A synergistic approach toward understanding receptor signaling in the cell at very high resolution


Members of the Epidermal Growth Factors Receptor family (EGFRs) influence cell growth and proliferation, and are pivotal in all phases of tumor progression. We will use this receptor family as an example with which to develop a ground-breaking new technology to study cellular signaling towards atomic resolution, in situ. Therefore, we propose to employ an interdisciplinary approach for studying EGFR family of receptors, where we follow their conformational and oligomeric states as well as bound ligands and signal transduction molecules during different activation states at atomic resolution in situ. We will progress from engineered to native receptor forms, and from defined membrane vesicles to whole cells, and employ 3D structure analysis by cryo-electron tomography, greatly enhanced by novel image processing approaches, mass spectroscopy definitions of receptor modifications and interaction partners, as well as advanced protein engineering to identify, orient and freeze receptors for this method development. This collaborative project addresses the properties of the EGFR family across a wide range of complexity and dimensions, in the cellular environment, through their high-resolution structures and changes during receptor recycling.
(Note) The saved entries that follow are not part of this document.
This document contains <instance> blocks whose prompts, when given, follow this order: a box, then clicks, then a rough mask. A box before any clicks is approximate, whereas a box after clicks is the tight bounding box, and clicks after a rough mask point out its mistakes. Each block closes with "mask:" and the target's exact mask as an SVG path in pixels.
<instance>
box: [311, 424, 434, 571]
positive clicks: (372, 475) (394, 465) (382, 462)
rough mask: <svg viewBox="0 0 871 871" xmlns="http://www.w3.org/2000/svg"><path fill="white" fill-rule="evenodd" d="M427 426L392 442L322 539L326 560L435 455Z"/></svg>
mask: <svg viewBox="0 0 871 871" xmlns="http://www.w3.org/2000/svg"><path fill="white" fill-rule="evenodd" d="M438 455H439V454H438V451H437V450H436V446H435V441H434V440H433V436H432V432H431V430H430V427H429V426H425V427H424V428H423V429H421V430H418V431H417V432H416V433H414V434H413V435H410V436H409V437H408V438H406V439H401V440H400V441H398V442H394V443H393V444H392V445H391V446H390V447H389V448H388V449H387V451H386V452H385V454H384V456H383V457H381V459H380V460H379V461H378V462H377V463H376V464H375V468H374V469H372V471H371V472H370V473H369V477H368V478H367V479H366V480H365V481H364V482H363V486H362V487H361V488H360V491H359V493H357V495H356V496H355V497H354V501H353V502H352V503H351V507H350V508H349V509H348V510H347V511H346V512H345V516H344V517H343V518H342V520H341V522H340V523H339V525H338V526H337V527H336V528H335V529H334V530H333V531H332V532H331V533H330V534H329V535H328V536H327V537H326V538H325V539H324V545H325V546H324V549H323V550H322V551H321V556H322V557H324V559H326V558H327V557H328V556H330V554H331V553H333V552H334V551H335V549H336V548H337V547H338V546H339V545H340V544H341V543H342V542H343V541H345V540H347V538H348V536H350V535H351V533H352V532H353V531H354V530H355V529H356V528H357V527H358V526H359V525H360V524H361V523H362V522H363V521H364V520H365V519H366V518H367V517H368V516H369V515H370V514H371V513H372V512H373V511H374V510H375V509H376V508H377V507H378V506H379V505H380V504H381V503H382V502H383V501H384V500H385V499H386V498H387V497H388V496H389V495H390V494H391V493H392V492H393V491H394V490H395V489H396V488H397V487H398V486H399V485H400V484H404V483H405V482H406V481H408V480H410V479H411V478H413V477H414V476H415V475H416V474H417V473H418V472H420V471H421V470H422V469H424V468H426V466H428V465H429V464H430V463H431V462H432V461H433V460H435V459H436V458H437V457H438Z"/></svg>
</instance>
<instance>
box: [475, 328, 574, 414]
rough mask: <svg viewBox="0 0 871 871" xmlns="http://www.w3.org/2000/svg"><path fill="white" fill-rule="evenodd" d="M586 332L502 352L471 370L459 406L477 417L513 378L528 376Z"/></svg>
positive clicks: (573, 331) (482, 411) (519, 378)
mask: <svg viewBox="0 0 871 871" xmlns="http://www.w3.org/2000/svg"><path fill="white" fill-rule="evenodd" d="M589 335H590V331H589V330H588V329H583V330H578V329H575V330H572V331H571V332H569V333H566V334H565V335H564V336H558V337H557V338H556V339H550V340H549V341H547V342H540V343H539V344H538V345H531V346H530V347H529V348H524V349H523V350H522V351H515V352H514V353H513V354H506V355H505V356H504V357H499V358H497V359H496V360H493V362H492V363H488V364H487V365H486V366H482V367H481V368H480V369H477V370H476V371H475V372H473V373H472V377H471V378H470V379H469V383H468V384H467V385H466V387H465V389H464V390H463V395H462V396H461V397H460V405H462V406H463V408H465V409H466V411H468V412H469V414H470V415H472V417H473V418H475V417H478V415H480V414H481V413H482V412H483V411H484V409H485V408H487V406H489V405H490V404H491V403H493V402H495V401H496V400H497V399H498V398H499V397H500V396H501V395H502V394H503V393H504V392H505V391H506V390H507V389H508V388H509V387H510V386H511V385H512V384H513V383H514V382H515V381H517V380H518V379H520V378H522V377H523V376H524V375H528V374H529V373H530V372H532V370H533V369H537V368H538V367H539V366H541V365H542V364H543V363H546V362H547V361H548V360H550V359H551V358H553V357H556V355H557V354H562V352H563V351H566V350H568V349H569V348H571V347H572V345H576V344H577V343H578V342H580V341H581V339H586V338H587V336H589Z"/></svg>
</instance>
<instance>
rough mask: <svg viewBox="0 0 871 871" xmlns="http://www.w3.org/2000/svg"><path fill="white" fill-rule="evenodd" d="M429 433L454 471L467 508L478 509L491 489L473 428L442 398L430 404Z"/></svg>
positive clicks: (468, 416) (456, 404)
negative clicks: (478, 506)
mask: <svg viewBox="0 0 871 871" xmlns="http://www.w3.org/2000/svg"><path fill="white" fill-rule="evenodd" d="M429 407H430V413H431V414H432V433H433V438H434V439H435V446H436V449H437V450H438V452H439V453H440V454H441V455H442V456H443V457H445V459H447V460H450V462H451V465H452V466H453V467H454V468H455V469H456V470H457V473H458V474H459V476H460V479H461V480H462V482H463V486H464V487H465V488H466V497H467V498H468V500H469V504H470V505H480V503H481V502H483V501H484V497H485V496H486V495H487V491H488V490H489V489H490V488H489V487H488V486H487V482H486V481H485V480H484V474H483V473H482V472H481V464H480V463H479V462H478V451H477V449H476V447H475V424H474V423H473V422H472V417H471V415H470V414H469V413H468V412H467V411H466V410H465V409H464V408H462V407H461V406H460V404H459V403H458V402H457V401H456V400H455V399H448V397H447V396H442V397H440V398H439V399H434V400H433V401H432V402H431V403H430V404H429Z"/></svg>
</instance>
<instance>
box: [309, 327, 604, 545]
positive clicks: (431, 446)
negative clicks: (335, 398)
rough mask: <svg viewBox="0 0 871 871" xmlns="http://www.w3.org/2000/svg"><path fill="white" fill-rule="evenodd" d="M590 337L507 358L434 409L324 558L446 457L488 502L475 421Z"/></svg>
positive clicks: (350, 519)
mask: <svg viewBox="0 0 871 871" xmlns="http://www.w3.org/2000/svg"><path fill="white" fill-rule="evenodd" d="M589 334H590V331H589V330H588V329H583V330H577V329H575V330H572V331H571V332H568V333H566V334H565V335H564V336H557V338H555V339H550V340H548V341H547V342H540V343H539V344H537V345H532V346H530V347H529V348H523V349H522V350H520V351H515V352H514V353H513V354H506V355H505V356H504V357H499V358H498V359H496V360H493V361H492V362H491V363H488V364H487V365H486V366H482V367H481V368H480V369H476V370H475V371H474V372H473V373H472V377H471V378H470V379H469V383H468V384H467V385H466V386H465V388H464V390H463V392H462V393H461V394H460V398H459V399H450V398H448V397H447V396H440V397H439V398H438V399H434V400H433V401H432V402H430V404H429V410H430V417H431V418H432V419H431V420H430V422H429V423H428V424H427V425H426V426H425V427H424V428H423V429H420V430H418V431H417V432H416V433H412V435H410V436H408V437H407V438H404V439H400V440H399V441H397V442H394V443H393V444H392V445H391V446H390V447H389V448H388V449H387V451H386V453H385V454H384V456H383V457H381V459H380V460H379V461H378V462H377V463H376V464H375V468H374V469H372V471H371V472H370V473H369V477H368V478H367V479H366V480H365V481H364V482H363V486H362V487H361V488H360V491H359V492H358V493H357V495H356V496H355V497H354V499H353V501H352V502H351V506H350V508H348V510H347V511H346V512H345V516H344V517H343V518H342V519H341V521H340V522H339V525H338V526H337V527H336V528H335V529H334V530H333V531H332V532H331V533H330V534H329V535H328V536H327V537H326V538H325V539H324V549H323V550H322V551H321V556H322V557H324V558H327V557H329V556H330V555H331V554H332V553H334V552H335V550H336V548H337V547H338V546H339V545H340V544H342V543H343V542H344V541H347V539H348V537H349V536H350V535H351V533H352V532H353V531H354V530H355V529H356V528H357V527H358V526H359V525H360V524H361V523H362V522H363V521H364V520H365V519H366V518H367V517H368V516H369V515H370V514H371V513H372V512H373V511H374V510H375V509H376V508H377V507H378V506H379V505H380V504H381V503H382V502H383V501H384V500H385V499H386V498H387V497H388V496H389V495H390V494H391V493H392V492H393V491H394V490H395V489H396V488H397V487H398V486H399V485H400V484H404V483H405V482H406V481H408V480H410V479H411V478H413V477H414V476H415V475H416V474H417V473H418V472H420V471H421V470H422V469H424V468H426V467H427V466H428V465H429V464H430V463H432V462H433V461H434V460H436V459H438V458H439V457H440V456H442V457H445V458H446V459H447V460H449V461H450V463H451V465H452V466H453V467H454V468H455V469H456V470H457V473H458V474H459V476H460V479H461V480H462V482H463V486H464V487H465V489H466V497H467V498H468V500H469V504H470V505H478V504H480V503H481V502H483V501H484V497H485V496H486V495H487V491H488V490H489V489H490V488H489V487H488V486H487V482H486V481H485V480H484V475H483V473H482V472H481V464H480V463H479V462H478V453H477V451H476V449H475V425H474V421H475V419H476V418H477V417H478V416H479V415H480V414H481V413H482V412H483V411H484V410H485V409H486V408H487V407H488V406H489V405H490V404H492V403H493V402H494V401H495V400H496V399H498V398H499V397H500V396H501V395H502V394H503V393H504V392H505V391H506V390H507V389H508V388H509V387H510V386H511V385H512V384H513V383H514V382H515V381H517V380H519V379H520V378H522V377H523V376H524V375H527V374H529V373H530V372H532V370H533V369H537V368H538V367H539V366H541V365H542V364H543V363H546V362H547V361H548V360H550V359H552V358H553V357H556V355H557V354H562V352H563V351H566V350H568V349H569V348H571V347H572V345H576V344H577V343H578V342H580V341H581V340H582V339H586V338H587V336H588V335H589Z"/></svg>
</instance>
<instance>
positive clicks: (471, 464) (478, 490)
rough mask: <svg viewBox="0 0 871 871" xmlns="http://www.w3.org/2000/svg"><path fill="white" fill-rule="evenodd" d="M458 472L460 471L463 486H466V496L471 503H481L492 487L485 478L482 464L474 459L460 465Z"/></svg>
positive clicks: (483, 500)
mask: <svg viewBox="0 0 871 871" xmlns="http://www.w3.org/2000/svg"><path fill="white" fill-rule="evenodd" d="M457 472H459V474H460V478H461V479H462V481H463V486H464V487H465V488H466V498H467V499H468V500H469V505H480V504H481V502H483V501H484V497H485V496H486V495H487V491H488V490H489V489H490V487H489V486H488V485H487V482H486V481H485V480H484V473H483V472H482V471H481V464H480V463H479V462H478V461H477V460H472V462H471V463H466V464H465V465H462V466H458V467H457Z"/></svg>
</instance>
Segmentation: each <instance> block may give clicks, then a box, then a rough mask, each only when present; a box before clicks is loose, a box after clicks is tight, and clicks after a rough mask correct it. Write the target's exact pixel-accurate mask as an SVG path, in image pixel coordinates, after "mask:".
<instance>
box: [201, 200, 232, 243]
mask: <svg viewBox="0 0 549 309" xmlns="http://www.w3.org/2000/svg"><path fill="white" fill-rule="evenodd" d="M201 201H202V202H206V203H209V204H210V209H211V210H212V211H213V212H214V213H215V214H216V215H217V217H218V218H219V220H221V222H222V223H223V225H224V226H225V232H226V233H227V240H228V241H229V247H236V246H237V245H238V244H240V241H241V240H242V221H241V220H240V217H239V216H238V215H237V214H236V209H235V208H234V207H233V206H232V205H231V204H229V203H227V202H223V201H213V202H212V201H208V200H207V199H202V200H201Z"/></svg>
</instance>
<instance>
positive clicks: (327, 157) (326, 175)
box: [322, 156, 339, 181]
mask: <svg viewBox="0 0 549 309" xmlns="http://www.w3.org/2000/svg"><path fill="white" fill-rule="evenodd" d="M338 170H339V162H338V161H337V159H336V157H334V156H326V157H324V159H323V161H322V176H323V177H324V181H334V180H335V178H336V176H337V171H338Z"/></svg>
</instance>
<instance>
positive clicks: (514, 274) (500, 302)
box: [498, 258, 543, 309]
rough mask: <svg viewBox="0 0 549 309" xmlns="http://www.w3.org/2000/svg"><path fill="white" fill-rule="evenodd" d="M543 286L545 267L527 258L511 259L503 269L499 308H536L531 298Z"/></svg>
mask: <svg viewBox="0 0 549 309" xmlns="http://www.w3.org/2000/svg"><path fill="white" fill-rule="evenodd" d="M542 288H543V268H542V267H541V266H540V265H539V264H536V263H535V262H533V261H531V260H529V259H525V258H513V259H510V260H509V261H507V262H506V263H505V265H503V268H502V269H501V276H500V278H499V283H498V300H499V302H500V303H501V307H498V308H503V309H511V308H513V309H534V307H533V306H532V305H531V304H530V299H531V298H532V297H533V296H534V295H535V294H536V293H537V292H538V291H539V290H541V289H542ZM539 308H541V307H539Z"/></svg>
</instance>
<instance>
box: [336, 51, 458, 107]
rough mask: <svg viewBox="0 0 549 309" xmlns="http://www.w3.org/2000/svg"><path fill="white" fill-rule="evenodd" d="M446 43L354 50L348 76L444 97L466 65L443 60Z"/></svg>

This collaborative network, addressing EGFR from complementary angles, is most likely to generate substantial new information on these assemblies and to yield a deep understanding of the mechanisms underlying their structure and function. The EGFR family has been the focus of many tumor therapies, with the aim of intercepting their signaling, and this project will contribute to a more detailed understanding of their mode of action and thus the more rational development of such therapies in the future. However, the technology that will be developed will be generally applicable and may thus help to contribute to a paradigm change for structural biology, enabling atomic resolution description of receptors in their cellular environment.